I’ve just tagged CUDAnative 3.0 and CuArrays 2.0 (will be merged shortly), with some exciting new features:
- automatic installation of CUDA and libraries using artifacts (you still need to install the drivers though)
- full support for GPU method redefinitions
- experimental support for multitasking and multithreading
The release is technically breaking, but most end-users should not be affected.
For more details: see this blog post.
@maleadt, thanks a lot for the option to use
export JULIA_CUDA_USE_BINARYBUILDER=false, we often use containers that include CUDA, having that env-var is super helpful!
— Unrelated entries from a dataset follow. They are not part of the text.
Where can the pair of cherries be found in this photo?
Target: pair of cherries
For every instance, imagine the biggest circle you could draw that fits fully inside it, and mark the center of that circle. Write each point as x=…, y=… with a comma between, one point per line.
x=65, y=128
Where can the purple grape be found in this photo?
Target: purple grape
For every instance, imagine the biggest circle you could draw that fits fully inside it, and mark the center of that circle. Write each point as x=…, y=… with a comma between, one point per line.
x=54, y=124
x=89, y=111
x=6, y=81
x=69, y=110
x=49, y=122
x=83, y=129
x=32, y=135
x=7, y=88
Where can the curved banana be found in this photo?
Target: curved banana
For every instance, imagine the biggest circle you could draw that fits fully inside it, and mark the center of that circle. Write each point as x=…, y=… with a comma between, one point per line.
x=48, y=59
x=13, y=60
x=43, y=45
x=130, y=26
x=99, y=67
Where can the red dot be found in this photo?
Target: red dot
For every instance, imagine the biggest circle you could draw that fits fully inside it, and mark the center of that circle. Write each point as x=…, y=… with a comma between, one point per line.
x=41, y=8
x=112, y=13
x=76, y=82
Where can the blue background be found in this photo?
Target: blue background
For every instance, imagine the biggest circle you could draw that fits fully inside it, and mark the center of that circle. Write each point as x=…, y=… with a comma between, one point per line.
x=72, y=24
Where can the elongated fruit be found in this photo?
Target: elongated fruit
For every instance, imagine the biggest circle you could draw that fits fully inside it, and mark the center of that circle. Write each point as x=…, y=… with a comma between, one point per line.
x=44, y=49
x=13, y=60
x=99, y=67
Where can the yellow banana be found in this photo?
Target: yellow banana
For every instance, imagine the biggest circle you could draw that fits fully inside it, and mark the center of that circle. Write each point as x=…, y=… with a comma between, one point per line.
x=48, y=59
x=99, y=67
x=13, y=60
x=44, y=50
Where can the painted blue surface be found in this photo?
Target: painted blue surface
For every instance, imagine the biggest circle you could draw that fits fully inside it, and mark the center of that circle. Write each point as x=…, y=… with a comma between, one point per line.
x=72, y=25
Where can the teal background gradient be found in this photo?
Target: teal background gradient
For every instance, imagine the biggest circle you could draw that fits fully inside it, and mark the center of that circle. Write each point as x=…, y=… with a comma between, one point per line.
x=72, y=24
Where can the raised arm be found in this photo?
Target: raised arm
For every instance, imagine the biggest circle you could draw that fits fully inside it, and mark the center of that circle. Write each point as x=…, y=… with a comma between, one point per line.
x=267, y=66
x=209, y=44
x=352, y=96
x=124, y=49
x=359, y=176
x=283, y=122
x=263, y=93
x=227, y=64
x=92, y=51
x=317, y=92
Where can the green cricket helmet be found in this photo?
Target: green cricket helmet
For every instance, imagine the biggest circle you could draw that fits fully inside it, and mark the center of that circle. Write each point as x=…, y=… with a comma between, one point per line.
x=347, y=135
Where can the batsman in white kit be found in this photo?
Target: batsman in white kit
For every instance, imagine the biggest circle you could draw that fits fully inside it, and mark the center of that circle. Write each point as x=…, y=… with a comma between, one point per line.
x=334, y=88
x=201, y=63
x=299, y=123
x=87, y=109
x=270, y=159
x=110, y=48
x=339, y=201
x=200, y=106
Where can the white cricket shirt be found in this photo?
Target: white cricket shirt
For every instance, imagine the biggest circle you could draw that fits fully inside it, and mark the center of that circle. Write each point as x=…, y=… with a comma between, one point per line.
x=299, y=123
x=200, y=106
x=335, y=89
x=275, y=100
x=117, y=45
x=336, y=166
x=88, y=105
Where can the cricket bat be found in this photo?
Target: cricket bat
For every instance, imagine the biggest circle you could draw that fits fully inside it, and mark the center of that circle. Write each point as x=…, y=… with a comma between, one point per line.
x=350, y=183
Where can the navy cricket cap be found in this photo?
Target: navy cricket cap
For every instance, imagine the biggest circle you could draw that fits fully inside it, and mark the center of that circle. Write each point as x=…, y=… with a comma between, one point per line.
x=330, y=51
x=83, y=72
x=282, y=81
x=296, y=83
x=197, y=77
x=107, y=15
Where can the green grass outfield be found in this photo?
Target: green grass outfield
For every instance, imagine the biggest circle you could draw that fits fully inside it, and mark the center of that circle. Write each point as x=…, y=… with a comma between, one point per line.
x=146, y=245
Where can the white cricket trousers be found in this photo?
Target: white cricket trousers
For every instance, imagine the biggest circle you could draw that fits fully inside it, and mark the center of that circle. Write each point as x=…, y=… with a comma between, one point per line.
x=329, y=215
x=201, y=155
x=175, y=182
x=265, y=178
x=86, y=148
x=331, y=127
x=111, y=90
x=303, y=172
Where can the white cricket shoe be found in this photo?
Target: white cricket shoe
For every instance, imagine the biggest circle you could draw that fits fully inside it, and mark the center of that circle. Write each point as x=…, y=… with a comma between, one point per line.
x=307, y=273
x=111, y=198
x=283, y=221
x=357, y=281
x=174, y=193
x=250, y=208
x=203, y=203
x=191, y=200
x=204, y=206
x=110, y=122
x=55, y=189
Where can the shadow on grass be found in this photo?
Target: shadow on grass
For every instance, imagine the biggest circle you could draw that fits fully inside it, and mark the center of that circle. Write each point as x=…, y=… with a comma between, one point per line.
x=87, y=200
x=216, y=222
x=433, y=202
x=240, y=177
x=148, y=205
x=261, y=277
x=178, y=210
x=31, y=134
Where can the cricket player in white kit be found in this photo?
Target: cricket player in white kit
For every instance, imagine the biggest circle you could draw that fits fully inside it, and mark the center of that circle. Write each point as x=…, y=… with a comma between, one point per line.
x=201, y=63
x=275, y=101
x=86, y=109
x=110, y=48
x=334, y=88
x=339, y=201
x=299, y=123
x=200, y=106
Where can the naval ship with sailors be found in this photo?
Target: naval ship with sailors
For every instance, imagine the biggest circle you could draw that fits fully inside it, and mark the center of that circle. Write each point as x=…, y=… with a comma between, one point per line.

This looks awesome, thanks for you work on this!
One question about something from the post
For one, the CuArrays memory allocator is not device-aware
Can you describe more what this means? I’m mainly interested in using multiple GPUs. Previously I was doing the one-Julia-process-per-GPU approach from your documentation, but if I can switch to one-Julia-thread-per-GPU that would be great. Is this new version ready for that? (Despite pretty succesfully being able to write GPU code thanks to how easy CuArrays makes it, I’m a GPU newbie and don’t really know what the “CuArrays memory allocator” is).
Not yet, because a CuArray doesn’t currently know which device (context) it is bound to, so the allocator can give you wrong arrays when returning from the memory pool. It’s high on my TODO list though, because its the one feature holding single-process multigpu back.